La conclusión es que, por el afán de protagonismo del SENADOR CORRAL y obedeciendo a una estrategia política, podría retrasarse aún más el fortalecimiento de un sistema novedoso de designación de jueces por elección ciudadana. Si se cumple la elección de 2027 como está diseñada, a partir de la experiencia y críticas razonadas, ahora sí los ciudadanos podrían vigilar mejor que se elija a perfiles sólidos y no mediante tómbolas o listados manoseados. Por otro lado, no parece momento de discutir la figura de jueces sin rostro, que, escudados en el anonimato, además de la posible inexperiencia, enfrentarían la imposibilidad de mantener en secreto a los demás intervinientes, como ministerios públicos o jueces de revisión, por mencionar una problemática.

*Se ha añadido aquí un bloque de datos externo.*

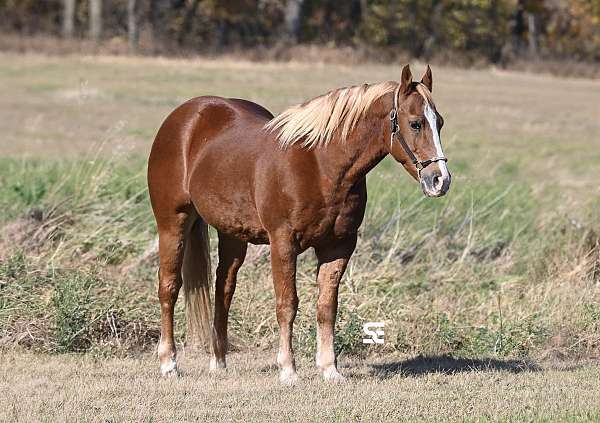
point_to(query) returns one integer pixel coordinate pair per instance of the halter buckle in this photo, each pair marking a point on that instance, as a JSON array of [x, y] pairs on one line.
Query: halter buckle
[[394, 120]]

LOS DAMNIFICADOS DEL OBRADORISMO
En el sexto piso de la avenida Universidad 1200, colonia Xoco, en la Ciudad de México, se encuentra la DIRECCIÓN GENERAL DE MATERIALES EDUCATIVOS de la SEP. Hasta el viernes 13, bajo instrucciones del Órgano Interno de Control de la misma SEP, se informó a MARX ARRIAGA que la titularidad de dicha dirección pasaría a formar parte del Servicio Profesional de Carrera de la burocracia y, en consecuencia, lo más probable es que la plaza sea concursada públicamente mediante convocatoria. Quedaba, por tanto, cesante con efectos inmediatos. Hubo gritos, aspavientos y victimización del exfuncionario. Hasta ahí parecía un asunto relacionado con un cambio en la política de designación unipersonal del superior jerárquico.
Sin embargo, la realidad es que el DOCTOR MARX ARRIAGA NAVARRO fue separado de la SECRETARÍA DE EDUCACIÓN PÚBLICA en medio de cuestionamientos por su criterio y estilo. En la elaboración de los libros de texto para educación básica se introdujeron temas ideológicos considerados sensibles para la cultura mexicana, partiendo —según críticos— de una visión ideológica radical. Esto generó oposición a los textos y controversia en diversas esferas gubernamentales, lo que derivó en su remoción.
Ahora, en su papel de víctima, el exfuncionario no solo reivindica su pertenencia al proyecto de la llamada transformación encabezada por LÓPEZ OBRADOR, sino que además no ha dejado sus oficinas en la SEP, que encabeza MARIO DELGADO. El episodio deja mal parado al secretario y genera un precedente incómodo para la PRESIDENTA DE LA REPÚBLICA, pese a que la determinación fue tomada.
En el corolario de este conflicto, quien podría verse salpicada es la UNIVERSIDAD AUTÓNOMA DE CIUDAD JUÁREZ, donde MARX ARRIAGA NAVARRO es investigador. En entrevista con José Cárdenas afirmó que “siempre quedará Ciudad Juárez” y que Chihuahua lo necesita. La pregunta final de este escribidor es clara: ¿para qué?